Bowling Ball Loft Distance
By: bowlingball.com, 6/22/16
As an advanced bowler, if you are unsure about your bowling ball loft distance and what might be best for your game, then consider these next few related points:
*regulate your ball speed to control ball skid distance. In doing so, you will also key the very moment your hand exits your bowling ball consistently.
*enter your sliding step using a well balanced posture and hold that form until your ball exits your hand. Reducing head and torso movement while releasing your ball and holding your spine angle
still heads you control your loft distance.
*exit your bowling hand from the ball as close to the same point relative to your sliding shoe laces each delivery you make. If you tend to over-loft your ball, key your release a bit sooner nearer the heel of your sliding shoe.
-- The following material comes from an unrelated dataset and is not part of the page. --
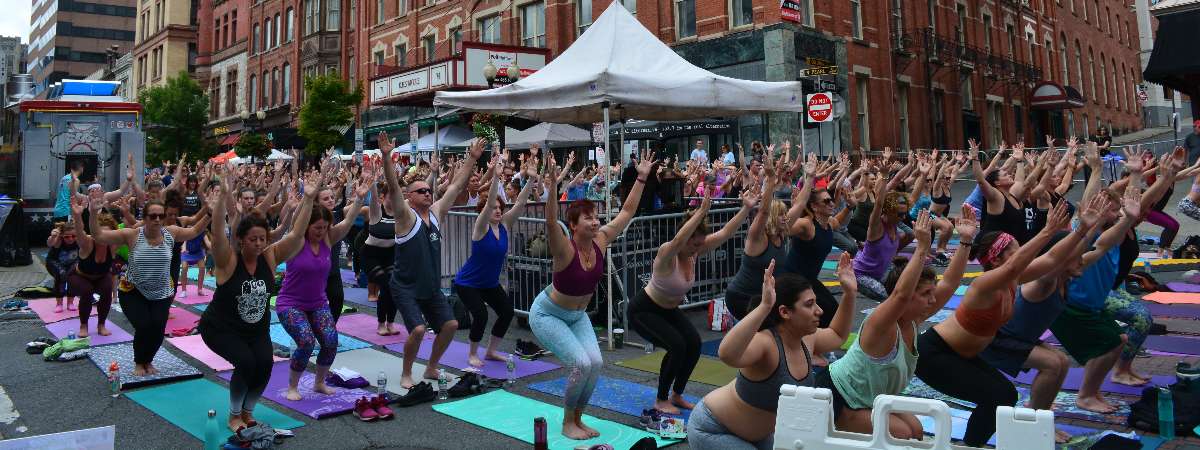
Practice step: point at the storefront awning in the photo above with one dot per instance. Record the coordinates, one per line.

If you are setting the ball down too close or behind the foul line, then key your release later toward your sliding shoe toe or in front of the toe.
*avoid decelerating your follow through
motion but rather accelerate to a full and complete swing finish position every shot.
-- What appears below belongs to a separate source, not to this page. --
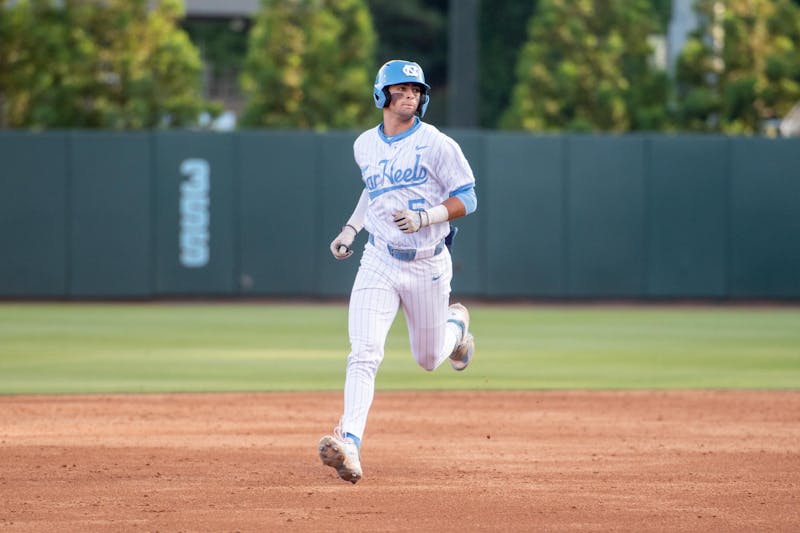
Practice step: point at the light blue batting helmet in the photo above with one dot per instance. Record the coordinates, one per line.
(399, 71)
*do not rotate your bowling fingers before your ball reaches the bottom of your forward swing arc.
*deliver your ball 6” to 18” beyond the foul line. In doing so, your ball speed will tend to regulate, both of which help one another and both control loft distance
Of course, you can alter your loft distance to improve your ball reaction but be sure you are well practiced so you can trust loft adjustments
during important competition.
It is best to settle on one loft distance with only a few inches of variation so you develop a consistent release motion and so your ball speed does not vary too much.
Consistent ball speed and loft distance are vital on challenging lane conditions so you can control your ball motion both in the mid-lane and at the breakpoint.
With practice, you will improve your loft distance control and your moment of release.